# How do you determine whether a linear system has one solution, many solutions, or no solution when given 2x + 3y= -6 and 3x- 4y= 25?

Oct 19, 2015

One solution only

#### Explanation:

They are both straight lines that are not parallel. As there is no defined limit to the range they are infinitely long. Thus they will cross at some as yet uncalculated point. They would only not cross if they were parallel.

To happen more than once at least one of them has to have at least one curve in it. For example you could have standard form equations of $y = a {x}^{2} + b x + c$ (quadratic which is a horse shoe shape) and the straight line of $y = m x + c$.

It is possible that the straight line curve (yes, it correct to call it a curve) could miss the quadratic entirely, touch it tangentially (just once) or cross it twice.

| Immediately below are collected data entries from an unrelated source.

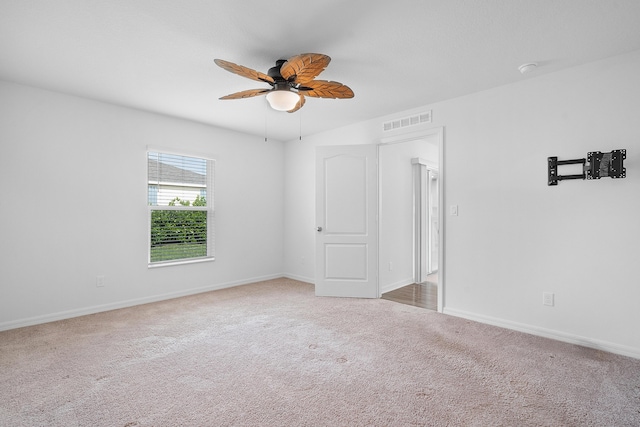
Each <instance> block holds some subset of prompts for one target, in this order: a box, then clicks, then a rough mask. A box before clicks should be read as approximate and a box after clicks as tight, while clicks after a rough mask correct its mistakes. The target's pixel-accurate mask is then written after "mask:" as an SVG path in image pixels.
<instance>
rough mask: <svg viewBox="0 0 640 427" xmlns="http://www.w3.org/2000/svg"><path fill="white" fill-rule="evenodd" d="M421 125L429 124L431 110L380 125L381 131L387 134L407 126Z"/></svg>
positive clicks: (403, 117)
mask: <svg viewBox="0 0 640 427" xmlns="http://www.w3.org/2000/svg"><path fill="white" fill-rule="evenodd" d="M423 123H431V110H429V111H425V112H424V113H419V114H416V115H414V116H410V117H403V118H401V119H396V120H391V121H389V122H384V123H383V124H382V130H383V131H385V132H388V131H390V130H396V129H400V128H404V127H407V126H415V125H420V124H423Z"/></svg>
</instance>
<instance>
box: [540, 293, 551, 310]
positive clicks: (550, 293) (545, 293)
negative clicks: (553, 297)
mask: <svg viewBox="0 0 640 427" xmlns="http://www.w3.org/2000/svg"><path fill="white" fill-rule="evenodd" d="M542 304H543V305H548V306H550V307H553V293H552V292H543V293H542Z"/></svg>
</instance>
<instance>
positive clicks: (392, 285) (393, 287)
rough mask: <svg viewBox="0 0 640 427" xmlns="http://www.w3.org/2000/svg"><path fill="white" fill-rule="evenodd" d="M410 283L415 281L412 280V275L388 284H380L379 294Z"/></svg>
mask: <svg viewBox="0 0 640 427" xmlns="http://www.w3.org/2000/svg"><path fill="white" fill-rule="evenodd" d="M412 283H415V282H414V280H413V277H409V278H408V279H403V280H399V281H397V282H395V283H390V284H388V285H384V286H380V295H382V294H384V293H385V292H391V291H395V290H396V289H399V288H401V287H403V286H407V285H410V284H412Z"/></svg>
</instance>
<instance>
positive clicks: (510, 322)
mask: <svg viewBox="0 0 640 427" xmlns="http://www.w3.org/2000/svg"><path fill="white" fill-rule="evenodd" d="M443 313H444V314H447V315H450V316H455V317H462V318H464V319H468V320H473V321H475V322H480V323H485V324H488V325H493V326H498V327H501V328H506V329H511V330H514V331H518V332H524V333H527V334H531V335H536V336H540V337H544V338H550V339H553V340H556V341H562V342H566V343H569V344H575V345H580V346H583V347H589V348H593V349H596V350H602V351H607V352H609V353H614V354H620V355H622V356H627V357H633V358H635V359H640V348H634V347H629V346H626V345H620V344H615V343H612V342H608V341H602V340H597V339H593V338H587V337H583V336H580V335H575V334H568V333H566V332H560V331H556V330H553V329H546V328H540V327H538V326H533V325H527V324H525V323H518V322H512V321H510V320H504V319H498V318H496V317H491V316H484V315H481V314H476V313H470V312H468V311H464V310H457V309H455V308H449V307H447V308H445V309H444V311H443Z"/></svg>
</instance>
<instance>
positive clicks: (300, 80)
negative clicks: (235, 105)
mask: <svg viewBox="0 0 640 427" xmlns="http://www.w3.org/2000/svg"><path fill="white" fill-rule="evenodd" d="M214 61H215V63H216V64H217V65H218V66H219V67H221V68H224V69H225V70H227V71H229V72H231V73H234V74H238V75H240V76H243V77H247V78H249V79H252V80H257V81H260V82H265V83H268V84H269V85H271V88H268V89H249V90H243V91H241V92H236V93H232V94H230V95H227V96H223V97H221V98H220V99H242V98H250V97H253V96H258V95H266V97H267V101H268V102H269V105H271V108H273V109H274V110H278V111H287V112H289V113H293V112H295V111H298V110H299V109H300V108H302V106H303V105H304V103H305V96H310V97H314V98H333V99H345V98H353V96H354V94H353V91H352V90H351V89H350V88H349V87H348V86H345V85H343V84H342V83H339V82H333V81H327V80H314V79H315V77H316V76H318V75H319V74H320V73H321V72H322V71H323V70H324V69H325V68H326V67H327V65H329V62H330V61H331V58H329V57H328V56H327V55H323V54H320V53H303V54H300V55H295V56H292V57H291V58H289V59H287V60H285V59H279V60H278V61H276V65H275V67H272V68H270V69H269V71H268V72H267V74H264V73H261V72H259V71H256V70H252V69H251V68H247V67H244V66H242V65H237V64H234V63H233V62H228V61H224V60H222V59H215V60H214Z"/></svg>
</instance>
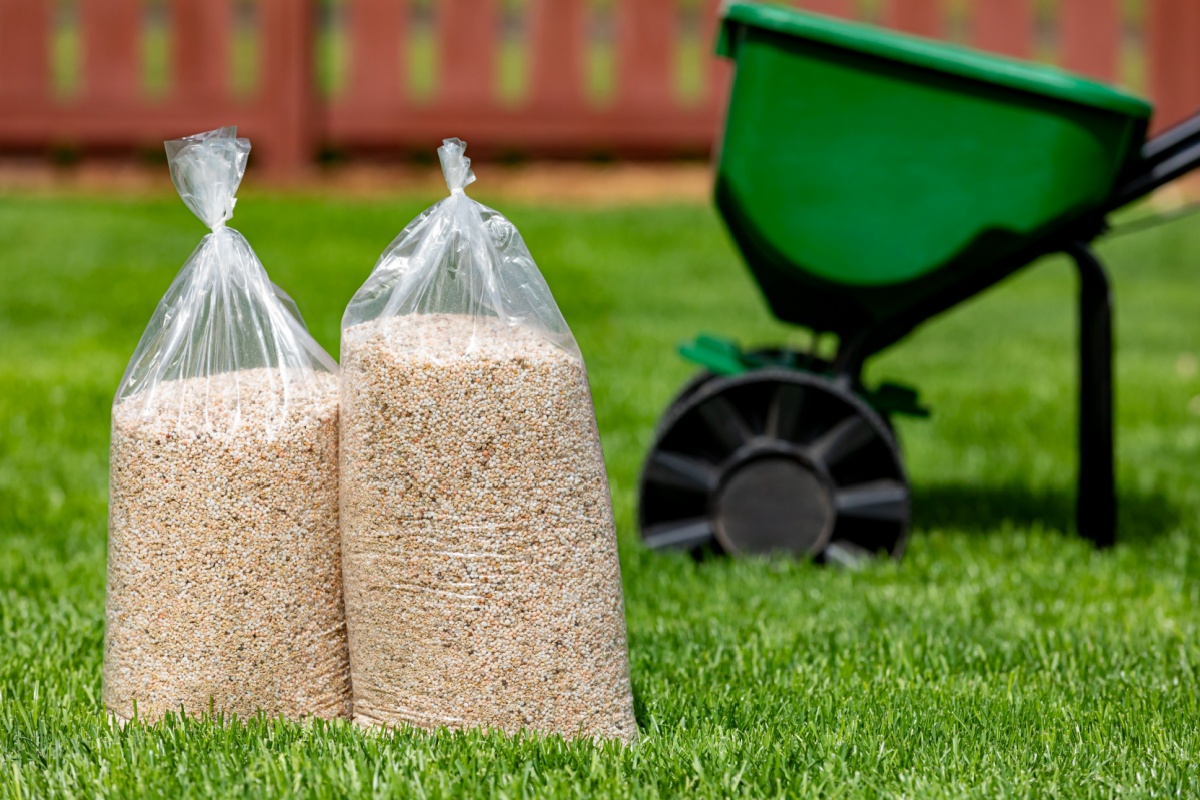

It all depends on the gradients and positioning within the coordinate system.

In the context of your question, if you needed to actually find the point of intersection you would start as follows:

You would treat them as simultaneous equations and solve for each of the unknowns.

Write as:

$3 y = - 2 x - 6$.................... (1)
$4 y = 3 x - 25$.........................(2)

Giving:
$y = - \frac{2}{3} x - 2$.......................(1.1)
$y = \frac{3}{4} x - \frac{25}{4}$.........................(2.1)

You would then proceed to eliminate either y or x to find the value of the other. Once obtained simple substitution would yield the value of the other one.

However, your question does not request that you find this. Only askes how many solutions there are,so I am not going to continue.